Trump reaffirmed his popularity among Republicans who want to see an outsider elected to the White House and overwhelmingly among those who want a candidate who “tells it like it is.” The real estate mogul won 85 percent of voters who said that the most important quality is a candidate who is “outside the Establishment,” according to CNN. But there were some signs of Trump’s vulnerabilities: 42 percent of New York voters said they would be unlikely to vote for him in a general election.

And Trump’s victory in New York will not put to rest the undergirding vulnerability in his campaign, that he has little loyalty among his delegates and could lose the nomination on a second or third round of voting at the Republican convention. Cruz has consistently outmaneuvered Trump in winning loyal delegates to the convention.

At his victory speech on Tuesday, Trump railed against the primary system. “Nobody should take delegates and claim victory unless they get those delegates with voters and voting, and that’s what going to happen,” he said. “Because the people aren’t going to stand for it. It’s a crooked system, it’s a system that’s rigged, and we’re going back to the old way, it’s called ‘you vote and you win.'”

Meanwhile, there is a growing frustration among Clinton campaign officials that Sanders is damaging Clinton’s candidacy by persisting the race, and staff are angry at the Vermont Senator’s acerbic tone. Earlier this month, Sanders said Clinton was unqualified to be president and continued to lambast her Wall Street speeches and donations.

“We believe she is going to win. He has to decide is he going to stay on this destructive path,” communications director Jennifer Palmieri said, “or will he return to running a campaign on issues which he always said he wanted to do?”
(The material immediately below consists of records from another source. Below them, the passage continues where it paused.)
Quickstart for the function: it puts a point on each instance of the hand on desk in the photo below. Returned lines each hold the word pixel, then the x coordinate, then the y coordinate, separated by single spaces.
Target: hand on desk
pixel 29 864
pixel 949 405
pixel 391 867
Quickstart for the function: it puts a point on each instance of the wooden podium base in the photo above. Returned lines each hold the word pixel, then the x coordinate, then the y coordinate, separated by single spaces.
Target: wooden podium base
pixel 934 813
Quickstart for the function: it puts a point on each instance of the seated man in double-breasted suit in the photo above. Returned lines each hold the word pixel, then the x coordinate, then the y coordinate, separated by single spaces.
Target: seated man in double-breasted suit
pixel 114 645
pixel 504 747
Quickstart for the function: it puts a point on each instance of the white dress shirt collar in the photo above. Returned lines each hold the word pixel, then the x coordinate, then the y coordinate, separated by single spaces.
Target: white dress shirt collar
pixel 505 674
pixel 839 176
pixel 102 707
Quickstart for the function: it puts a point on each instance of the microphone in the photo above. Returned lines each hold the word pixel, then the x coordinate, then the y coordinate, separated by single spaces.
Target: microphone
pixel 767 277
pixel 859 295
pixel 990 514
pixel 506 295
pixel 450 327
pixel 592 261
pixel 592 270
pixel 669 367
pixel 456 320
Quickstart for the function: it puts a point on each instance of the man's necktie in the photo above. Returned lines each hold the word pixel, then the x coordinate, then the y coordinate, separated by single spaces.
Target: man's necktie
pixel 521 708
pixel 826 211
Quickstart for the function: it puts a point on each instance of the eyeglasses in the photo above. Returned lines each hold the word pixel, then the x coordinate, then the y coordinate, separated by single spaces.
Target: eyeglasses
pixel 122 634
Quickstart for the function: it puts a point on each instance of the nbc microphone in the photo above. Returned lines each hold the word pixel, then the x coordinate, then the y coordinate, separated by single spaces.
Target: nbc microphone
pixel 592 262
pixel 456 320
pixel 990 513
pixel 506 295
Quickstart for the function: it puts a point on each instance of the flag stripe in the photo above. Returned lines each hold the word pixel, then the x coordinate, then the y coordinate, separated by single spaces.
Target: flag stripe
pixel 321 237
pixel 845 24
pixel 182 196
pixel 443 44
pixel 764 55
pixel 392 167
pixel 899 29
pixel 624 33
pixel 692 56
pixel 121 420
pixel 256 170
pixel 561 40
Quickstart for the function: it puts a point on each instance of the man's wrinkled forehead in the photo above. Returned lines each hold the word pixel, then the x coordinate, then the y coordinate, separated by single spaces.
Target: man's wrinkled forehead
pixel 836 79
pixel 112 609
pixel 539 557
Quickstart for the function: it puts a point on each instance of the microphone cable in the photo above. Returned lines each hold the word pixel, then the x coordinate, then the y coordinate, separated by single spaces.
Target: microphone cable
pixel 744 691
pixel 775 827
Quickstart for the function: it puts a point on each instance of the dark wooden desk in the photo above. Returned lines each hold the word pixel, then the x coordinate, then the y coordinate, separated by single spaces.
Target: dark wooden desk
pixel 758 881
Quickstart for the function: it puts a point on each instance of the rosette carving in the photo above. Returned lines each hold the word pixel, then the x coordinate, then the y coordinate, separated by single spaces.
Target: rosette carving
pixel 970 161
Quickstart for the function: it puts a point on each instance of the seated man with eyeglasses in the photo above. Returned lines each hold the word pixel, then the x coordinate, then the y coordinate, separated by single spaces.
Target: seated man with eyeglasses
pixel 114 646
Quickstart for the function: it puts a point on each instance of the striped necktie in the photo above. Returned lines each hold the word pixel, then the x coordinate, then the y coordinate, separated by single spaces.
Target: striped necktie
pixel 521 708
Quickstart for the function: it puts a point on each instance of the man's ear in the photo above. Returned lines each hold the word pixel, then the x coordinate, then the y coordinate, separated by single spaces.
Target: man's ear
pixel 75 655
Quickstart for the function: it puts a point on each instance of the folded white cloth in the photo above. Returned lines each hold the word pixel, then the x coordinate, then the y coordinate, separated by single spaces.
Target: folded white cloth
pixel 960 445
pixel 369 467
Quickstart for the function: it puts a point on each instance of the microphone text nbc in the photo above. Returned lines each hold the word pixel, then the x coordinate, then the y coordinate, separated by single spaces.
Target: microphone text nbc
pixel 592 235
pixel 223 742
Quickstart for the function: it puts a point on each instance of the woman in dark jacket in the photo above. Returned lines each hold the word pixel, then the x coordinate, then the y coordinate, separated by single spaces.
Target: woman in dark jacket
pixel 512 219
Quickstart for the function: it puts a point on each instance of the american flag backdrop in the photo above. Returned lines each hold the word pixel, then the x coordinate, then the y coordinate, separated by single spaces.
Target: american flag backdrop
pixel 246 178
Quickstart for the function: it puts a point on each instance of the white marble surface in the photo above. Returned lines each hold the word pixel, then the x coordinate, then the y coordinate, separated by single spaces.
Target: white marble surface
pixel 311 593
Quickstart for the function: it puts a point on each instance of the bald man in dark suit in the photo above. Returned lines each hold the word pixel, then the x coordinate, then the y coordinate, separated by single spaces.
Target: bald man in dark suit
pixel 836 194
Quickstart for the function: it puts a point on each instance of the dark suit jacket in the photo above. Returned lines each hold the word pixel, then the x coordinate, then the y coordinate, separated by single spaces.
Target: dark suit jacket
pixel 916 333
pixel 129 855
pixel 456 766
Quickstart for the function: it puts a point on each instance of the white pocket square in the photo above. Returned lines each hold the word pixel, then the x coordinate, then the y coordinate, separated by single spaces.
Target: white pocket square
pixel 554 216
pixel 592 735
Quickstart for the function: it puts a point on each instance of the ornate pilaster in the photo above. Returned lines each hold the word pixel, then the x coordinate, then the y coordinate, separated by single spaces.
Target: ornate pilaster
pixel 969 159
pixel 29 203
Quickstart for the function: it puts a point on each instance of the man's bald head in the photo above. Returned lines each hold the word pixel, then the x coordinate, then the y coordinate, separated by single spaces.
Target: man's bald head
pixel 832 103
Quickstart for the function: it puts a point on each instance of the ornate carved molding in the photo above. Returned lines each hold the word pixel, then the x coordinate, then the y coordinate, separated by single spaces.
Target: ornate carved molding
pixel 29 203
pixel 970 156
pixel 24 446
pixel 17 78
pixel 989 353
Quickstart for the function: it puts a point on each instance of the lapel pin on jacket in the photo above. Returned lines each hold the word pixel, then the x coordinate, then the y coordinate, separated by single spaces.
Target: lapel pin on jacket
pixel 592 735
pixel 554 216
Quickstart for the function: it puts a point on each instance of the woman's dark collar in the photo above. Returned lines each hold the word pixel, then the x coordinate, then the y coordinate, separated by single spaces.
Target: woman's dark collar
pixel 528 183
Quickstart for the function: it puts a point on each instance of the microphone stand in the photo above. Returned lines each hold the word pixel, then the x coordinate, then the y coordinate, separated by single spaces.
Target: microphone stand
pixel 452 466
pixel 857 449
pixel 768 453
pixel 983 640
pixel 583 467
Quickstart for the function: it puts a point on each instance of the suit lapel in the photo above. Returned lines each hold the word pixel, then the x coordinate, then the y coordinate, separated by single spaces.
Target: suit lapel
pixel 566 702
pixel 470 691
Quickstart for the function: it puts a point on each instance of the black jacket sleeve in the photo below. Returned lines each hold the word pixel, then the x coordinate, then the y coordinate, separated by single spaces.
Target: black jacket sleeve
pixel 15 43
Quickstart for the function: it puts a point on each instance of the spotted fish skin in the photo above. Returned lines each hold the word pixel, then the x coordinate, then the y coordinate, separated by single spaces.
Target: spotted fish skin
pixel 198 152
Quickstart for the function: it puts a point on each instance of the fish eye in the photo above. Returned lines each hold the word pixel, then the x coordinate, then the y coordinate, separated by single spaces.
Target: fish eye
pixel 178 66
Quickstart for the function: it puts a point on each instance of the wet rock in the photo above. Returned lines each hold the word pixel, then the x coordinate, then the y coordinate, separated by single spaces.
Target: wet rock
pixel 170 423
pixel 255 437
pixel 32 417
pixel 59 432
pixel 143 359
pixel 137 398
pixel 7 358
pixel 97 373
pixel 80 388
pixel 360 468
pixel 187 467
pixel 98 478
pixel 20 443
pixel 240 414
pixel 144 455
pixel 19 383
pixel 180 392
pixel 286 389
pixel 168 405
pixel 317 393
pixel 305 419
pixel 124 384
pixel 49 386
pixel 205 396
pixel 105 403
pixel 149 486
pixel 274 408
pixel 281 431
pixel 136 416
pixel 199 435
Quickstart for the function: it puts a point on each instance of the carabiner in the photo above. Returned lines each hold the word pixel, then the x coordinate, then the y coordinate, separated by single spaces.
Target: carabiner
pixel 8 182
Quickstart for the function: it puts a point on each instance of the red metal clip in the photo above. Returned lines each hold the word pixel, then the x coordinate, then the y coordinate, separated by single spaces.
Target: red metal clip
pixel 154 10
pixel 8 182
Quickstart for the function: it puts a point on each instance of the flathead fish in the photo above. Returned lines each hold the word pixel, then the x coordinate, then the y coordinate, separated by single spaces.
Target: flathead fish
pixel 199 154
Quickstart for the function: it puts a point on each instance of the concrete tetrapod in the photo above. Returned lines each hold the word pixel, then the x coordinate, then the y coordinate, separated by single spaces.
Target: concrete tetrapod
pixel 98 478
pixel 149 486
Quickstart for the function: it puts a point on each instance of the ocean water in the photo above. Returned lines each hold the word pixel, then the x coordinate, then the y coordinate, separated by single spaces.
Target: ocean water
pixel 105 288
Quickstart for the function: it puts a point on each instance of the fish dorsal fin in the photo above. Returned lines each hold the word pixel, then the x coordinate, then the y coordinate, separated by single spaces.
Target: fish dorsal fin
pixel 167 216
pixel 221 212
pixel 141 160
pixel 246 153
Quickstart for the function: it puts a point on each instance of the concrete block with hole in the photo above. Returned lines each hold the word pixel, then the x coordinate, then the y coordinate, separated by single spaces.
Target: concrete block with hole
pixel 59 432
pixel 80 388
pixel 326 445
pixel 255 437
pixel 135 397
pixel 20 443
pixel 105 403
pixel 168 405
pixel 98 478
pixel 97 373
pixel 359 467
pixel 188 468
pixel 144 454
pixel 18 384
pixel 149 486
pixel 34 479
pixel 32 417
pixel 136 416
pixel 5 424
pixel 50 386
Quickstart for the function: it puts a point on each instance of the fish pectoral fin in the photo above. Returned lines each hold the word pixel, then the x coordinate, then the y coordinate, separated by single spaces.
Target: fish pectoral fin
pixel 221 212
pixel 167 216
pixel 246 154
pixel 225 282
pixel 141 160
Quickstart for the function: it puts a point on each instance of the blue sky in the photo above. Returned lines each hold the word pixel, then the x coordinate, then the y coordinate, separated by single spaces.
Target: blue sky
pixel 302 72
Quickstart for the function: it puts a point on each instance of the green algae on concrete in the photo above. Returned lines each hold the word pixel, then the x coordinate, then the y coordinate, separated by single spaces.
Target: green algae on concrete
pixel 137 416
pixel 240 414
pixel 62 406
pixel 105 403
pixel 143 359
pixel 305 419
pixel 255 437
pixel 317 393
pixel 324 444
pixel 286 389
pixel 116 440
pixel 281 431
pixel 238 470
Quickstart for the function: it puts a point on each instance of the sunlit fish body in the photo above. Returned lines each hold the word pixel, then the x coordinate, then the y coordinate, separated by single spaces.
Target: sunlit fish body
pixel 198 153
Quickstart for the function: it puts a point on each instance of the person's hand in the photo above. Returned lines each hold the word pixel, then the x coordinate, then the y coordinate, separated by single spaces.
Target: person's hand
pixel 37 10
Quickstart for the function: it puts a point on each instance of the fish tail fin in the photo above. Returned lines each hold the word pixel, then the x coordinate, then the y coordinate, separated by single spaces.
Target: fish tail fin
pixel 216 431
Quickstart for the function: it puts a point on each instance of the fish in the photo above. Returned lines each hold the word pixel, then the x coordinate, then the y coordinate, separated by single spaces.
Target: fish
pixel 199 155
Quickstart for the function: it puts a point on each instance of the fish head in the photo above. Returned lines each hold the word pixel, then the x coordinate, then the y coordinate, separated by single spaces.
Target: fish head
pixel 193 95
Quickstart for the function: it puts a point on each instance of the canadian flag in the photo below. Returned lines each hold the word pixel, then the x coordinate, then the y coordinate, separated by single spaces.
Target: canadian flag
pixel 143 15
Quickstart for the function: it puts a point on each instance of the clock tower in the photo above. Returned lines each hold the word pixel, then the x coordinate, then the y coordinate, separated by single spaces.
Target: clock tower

On the Democratic side, however some of the results were marred by irregularities. In Brooklyn, where there are some 800,000 registered Democrats, 120,000 people were stricken from the voter rolls, with many forced to file affadavits to vote. The Clinton campaign noted that many of those lost votes were in areas favorable to the former secretary of state—a fact that could further extend her lead.

Whatever happens in the coming days, Clinton and Trump are eager to run against one another in a general election and wrap up their primaries.

“The motto of this state is ‘Excelsior.’ Ever upward,” said Clinton. “So let’s go out and win this election.”